Deinococcus aerius

Scientific classification
- Domain: Bacteria
- Kingdom: Thermotogati
- Phylum: Deinococcota
- Class: Deinococci
- Order: Deinococcales
- Family: Deinococcaceae
- Genus: Deinococcus
- Species: D. aerius
- Binomial name: Deinococcus aerius Yang et al., 2009

= Deinococcus aerius =

- Genus: Deinococcus
- Species: aerius
- Authority: Yang et al., 2009

Species of bacterium

Deinococcus aerius is an anaerobic bacterium that can be found in the atmosphere above the island of Japan. Living in such conditions makes these bacteria highly resistant to desiccation, UV-C, and gamma radiation. Although previously unidentified as strain TR0125, this bacterium was determined to be Deinococcus aerius by 16S rRNA sequencing.

==Gram type, morphology==
When grown on anaerobic enrichment agar, colonies of D. aerius were observed to be “circular, convex, shiny and orange”. A gram stain revealed that these bacteria are gram-positive. Scanning electron microscopy revealed that cells of this bacterium are circular in shape and approximately 1.0–1.5 micrometers in size. Additionally, they were found to exist as “single cells, or in pairs, tetrads or clusters”.

==Metabolism==
Several metabolism tests have shown that D. aerius is not involved in “nitrate reduction, urease, arginine hydrolase, and ornithine decarboxylase activities and was unable to use some carbon sources”. However, subsequent studies have shown that these bacteria are able to grow using “arabinose, glucosamine, ornithine, glutamate, maltose, sucrose, proline, raffinose, cysteine, lysine and methionine” as carbon sources.

==Where it is found==
Deinococcus. aerius has been previously isolated from the atmosphere above Japan at altitudes between 0.8 and 5.8 km. To do this, dust samples were collected “on membrane filters using an ASD1 air sampler”. The samples were then incubated on anaerobic enrichment agar and strain TR0125 was identified as D. aerius.

==Media grown on==
Deinococcus aerius has been cultured on mTGE agar which contains beef extract, tryptone, glucose and Difto Bacto agar.

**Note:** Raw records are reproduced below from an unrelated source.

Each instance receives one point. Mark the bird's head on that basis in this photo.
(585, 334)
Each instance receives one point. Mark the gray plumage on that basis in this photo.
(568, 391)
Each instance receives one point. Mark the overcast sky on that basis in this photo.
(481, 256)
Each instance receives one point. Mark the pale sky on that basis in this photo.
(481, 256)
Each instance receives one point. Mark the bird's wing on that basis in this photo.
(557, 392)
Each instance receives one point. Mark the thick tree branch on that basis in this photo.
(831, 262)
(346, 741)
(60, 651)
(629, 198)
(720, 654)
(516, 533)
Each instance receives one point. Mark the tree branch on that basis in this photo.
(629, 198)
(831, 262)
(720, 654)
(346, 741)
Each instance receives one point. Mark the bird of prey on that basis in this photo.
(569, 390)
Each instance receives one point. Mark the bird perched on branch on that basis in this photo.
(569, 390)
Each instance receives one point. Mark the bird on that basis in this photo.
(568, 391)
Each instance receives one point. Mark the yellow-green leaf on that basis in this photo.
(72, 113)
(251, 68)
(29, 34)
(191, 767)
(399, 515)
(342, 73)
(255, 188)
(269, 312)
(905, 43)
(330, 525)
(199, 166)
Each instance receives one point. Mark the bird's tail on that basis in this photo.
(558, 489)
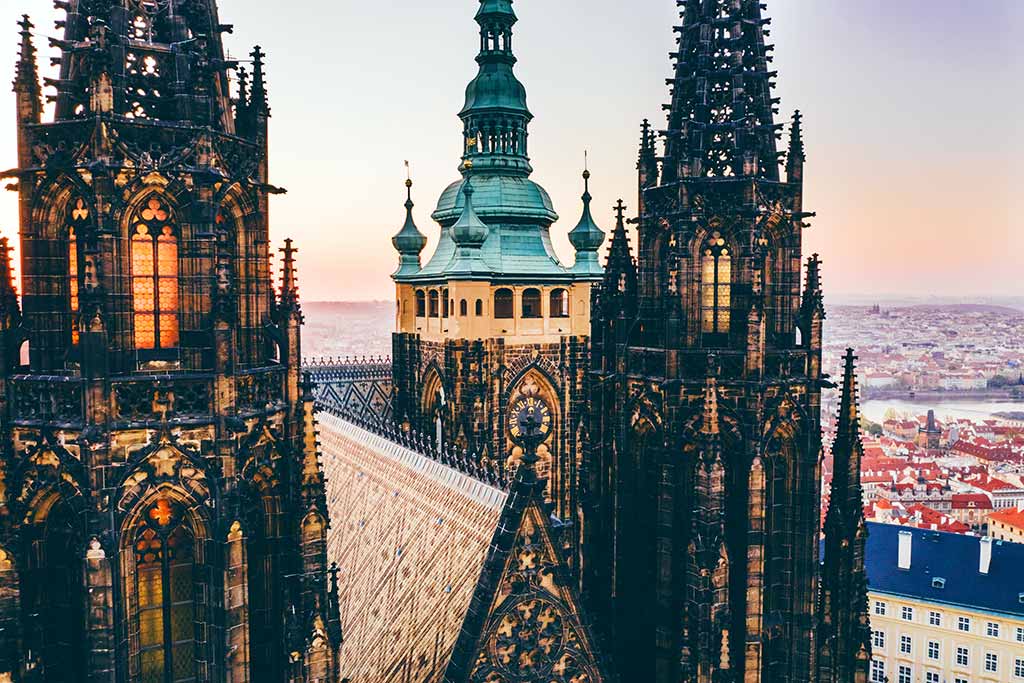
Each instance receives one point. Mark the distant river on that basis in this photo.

A growth analysis revealed that this bacterium grows best at temperatures between 25 and 30 °Celsius and did not grow at 4, 10 or 47 °C.

==Ecology==
Because so little is known about this organism, its interactions with members of its genus as well as other organisms is still unknown.

==Diversity==
Using 16S rRNA sequencing, D. aerius was able to be placed on a phylogenetic tree to determine its relationships to other organisms in the genus. Analysis of the genome revealed that D. aerius had 92.3% genomic similarity to D. geothermalis and 95.7% genomic similarity to D. apachensi.

==Genome==
Whole-genome sequencing was used to determine features of the D. aerius genome. It was found that the genome had a total length of 4,524,446 base pairs. Included in this, were 4,446 protein-coding sequences, 52 tRNA operons and 1 rRNA operon”. It has been observed that D. aerius does not grow as well as other Deinococcus species, which may be due in part to its single rRNA operon. Having only one rRNA operon would decrease the rate of protein synthesis in these bacteria, thus decreasing the rate for possible growth.